O jovem que disse que eu era uma sereia ficou com medo e resolveu não ir, ele disse que eu era uma sereia e que queria afogá-los, e como ele havia se apaixonado ele seria o primeiro a morrer, e ele era muito novo, por isso não queria morrer. Não adiantou eu dizer a ele que isso era imaginação e que eu não poderia ser uma sereia porque não tinha rabo de peixe, mas ele retrucou que só podia ver meu rosto dentro da água e não tinha visto meu rosto quando eles começaram a correr atrás de mim, como ele ia ter certeza? Então o rapaz ficou na praia esperando que todos nós voltássemos da visita ao reino do fundo do mar. Eu mergulhei na água verde e os outros vieram atrás de mim, seguindo apenas a corrente de água que eu fazia ao nadar, até que chegássemos ao reino.
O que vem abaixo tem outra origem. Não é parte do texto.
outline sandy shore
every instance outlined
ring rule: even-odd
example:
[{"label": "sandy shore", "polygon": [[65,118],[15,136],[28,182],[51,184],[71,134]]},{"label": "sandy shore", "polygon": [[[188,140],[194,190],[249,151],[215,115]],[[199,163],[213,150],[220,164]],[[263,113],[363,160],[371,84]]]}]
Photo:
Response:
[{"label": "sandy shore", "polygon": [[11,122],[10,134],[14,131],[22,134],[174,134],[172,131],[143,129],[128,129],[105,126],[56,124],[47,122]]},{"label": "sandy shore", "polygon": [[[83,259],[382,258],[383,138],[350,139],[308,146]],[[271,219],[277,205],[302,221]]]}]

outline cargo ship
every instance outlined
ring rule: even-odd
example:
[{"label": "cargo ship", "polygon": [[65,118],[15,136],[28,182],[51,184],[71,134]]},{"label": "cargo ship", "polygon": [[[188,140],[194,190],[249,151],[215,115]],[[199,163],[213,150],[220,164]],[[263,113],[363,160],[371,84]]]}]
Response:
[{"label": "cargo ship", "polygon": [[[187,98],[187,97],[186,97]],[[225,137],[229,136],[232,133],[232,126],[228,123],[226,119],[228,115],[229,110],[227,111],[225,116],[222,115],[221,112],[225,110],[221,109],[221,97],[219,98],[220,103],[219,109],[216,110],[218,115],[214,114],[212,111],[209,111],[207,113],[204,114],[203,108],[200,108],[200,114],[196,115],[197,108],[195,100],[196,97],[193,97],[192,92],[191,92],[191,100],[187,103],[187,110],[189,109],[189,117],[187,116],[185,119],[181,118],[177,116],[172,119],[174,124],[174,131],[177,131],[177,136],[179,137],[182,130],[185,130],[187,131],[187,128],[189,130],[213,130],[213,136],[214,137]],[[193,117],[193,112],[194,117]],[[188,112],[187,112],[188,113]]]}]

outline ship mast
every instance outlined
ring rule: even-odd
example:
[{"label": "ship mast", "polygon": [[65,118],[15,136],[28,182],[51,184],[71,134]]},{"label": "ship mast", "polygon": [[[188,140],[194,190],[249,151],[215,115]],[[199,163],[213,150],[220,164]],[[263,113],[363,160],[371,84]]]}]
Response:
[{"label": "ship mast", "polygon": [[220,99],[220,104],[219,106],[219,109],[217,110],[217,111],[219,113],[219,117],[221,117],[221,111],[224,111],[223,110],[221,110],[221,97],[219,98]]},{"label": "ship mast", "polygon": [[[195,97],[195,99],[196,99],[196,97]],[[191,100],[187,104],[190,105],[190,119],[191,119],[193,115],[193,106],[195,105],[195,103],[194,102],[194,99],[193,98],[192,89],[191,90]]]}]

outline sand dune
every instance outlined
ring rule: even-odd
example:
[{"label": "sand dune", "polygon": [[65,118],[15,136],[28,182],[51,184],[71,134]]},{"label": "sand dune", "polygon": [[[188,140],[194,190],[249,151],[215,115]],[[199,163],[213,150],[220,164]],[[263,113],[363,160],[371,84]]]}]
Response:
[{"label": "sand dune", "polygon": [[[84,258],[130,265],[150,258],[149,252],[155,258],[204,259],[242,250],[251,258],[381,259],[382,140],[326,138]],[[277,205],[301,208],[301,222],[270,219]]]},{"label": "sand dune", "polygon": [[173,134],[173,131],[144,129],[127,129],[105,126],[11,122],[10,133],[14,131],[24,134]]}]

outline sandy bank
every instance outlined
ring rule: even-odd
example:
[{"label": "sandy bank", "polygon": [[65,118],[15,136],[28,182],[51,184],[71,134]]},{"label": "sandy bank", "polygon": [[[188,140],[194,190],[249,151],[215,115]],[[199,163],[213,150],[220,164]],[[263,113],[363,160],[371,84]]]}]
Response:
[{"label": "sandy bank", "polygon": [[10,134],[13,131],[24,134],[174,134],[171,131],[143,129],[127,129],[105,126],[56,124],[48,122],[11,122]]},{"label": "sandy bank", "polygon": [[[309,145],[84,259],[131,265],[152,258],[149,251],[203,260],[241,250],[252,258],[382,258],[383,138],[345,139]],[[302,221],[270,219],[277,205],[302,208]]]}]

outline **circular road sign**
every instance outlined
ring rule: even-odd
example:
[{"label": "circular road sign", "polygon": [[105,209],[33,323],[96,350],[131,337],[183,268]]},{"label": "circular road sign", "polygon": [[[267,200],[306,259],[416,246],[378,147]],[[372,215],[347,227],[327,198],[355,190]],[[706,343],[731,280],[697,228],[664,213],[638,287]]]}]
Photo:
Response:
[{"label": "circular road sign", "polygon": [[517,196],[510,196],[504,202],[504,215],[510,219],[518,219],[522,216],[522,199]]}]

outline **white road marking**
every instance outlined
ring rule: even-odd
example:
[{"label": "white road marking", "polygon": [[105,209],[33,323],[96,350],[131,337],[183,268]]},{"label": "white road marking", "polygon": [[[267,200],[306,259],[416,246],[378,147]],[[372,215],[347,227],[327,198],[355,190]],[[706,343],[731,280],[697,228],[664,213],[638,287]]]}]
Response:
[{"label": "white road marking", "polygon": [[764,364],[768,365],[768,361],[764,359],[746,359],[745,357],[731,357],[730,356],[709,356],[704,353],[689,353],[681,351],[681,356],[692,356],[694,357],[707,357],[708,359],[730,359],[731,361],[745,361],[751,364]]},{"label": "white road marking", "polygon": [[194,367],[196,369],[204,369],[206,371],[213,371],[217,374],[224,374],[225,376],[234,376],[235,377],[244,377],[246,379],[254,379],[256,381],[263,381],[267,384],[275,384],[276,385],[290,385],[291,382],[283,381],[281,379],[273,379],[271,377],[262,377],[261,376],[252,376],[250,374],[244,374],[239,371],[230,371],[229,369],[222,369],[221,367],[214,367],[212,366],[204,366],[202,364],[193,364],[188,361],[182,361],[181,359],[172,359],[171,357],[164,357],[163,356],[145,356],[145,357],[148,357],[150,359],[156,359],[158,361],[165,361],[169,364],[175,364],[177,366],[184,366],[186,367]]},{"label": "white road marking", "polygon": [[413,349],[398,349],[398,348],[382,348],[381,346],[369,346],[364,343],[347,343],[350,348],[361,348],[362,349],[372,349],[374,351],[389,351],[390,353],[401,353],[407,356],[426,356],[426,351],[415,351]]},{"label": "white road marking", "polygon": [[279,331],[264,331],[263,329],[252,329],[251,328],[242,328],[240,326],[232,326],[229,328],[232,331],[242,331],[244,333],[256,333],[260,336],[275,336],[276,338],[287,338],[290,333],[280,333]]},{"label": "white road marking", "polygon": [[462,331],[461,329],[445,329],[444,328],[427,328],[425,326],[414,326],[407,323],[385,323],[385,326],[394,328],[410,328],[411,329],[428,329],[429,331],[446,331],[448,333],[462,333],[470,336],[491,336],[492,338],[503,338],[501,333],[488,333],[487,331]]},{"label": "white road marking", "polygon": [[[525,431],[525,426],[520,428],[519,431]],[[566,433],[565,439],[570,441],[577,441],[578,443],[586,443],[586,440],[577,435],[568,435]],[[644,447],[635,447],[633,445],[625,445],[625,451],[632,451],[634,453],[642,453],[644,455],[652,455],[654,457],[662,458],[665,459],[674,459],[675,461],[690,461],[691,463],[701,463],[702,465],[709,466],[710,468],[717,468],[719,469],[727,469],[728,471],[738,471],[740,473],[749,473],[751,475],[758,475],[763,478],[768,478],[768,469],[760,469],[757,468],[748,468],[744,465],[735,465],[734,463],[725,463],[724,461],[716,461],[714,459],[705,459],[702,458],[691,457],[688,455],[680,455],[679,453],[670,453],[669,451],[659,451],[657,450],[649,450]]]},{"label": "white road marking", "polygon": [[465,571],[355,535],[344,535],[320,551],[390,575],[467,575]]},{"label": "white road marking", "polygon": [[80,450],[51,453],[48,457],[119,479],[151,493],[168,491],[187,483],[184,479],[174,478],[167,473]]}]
A garota que havia falado comigo primeiro viu a tartaruga que havia enterrado os ovos na areia e foi atrás, mas eu tentei dizer a ela que o caminho não era aquele, mas as pessoas não entendem o que é dito embaixo da água, a menos que se use uma linguagem especial, de sinais, que a garota não sabia ouvir e eu não sabia falar, então ela fez um gesto me chamando para ir e eu fui, mas os outros jovens resolveram voltar para a praia. Nós seguimos atrás da tartaruga até nos cansarmos e ficarmos sem fôlego, mas estávamos vários metros abaixo da água, e não havia mais como voltar, e a tartaruga continuava nadando muito rápido, e nós ficamos sem ar, e muito cansadas, e então eu desejei não estar mais ali, estar lá na praia, mas agora já deveria estar tudo escuro e os pescadores deveriam estar saindo da aldeia, e eu pensei no que poderia acontecer se eu fosse pega numa rede, e levada para lá, talvez eles resolvessem me prender, mesmo nunca tendo dito o que eu havia feito, e quem sabe até prender a garota que também nadava comigo e que me havia feito perder o caminho que eu conhecia atrás da tartaruga, que voltava para o seu bando depois de ter colocado centenas de ovos na praia. Eu desejei muito voltar para a praia, porque lembrei que quando era pequena me disseram que quando se deseja muito uma coisa que não vai fazer mal a ninguém aquela coisa acontecia, se a pessoa quisesse mesmo, do fundo do coração, e eu queria, por isso desejava. Mas tudo estava escuro e eu não via mais a garota, nem a tartaruga, estava completamente só no
meio do mar, mas queria estar na areia branca da praia, e então eu acordei.”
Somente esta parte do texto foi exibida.